Jean Foucault argues, “…homosexuality became because we made it so”. Foucault says that the category of homosexuality itself was only created a mere one hundred years ago, after a German neologism coined some twenty years later. Foucault gives root to the social derivation of homosexuality believing that homosexuality appeared as one of the forms of sexuality, only “after it was transposed from the practice of sodomy into a kind of interior androgyny, a hermaphrodism of the soul”. The theorists believe that the homosexual had been an aberration, and had then become a species, justifying itself with a new word. Perhaps there is no one answer, that sexual orientation, whether homosexual or heterosexual; gay, straight, lesbian, or bisexual, all are a cause of a complex interaction between environmental, cognitive, and anatomical factors, shaping the individual at an early age.

Risk of Scizophrenia

Scientists have made an important breakthrough in understanding the genetic causes of schizophrenia, which affects one in 100 people and is one of the most costly mental illnesses. A study has found multiple mutations in many genes are likely to be a critical trigger for the condition, which underscores the importance DNA plays in whether someone is likely to have schizophrenia. Medical researchers in the United States believe that the findings, in the journal Science, will raise fresh hopes of developing a new class of drugs to combat the effects of the genetic mutations on the brain.
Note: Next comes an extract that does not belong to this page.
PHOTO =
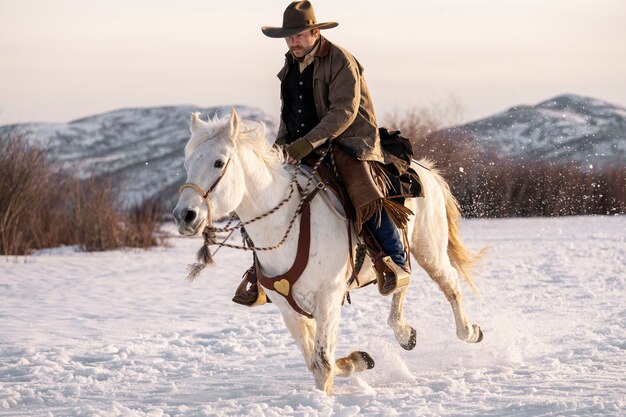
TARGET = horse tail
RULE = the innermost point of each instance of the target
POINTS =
(462, 259)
Thomas Insel, director of the US National Institute of Mental Health in Washington, which oversaw the study on 150 schizophrenic patients whose DNA was compared to that of 268 healthy people, said: “Identifying genes prone to harbouring these mutations in brain development pathways holds promise for treatment and prevention of schizophrenia, as well as a wide range of other neurodevelopmental brain disorders.”
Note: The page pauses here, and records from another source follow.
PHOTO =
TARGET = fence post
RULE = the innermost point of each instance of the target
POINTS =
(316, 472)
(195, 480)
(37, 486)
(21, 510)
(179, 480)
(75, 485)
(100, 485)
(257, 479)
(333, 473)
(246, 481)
Until now, we do not yet know how much of what we are is determined by our DNA and how much by our life experience. But we do know that both play a part. Fast-growing understanding of the human genome has recently made it clear that both sides are partly right. Nature/herediter endows us with inborn abilities and traits; nurture/environment takes these genetic tendencies and molds them as we learn and mature. While a gene may increase the likelihood that you’ll behave in a particular way, it does not make people do things. Which means that we still get to choose who we’ll be when we grow up.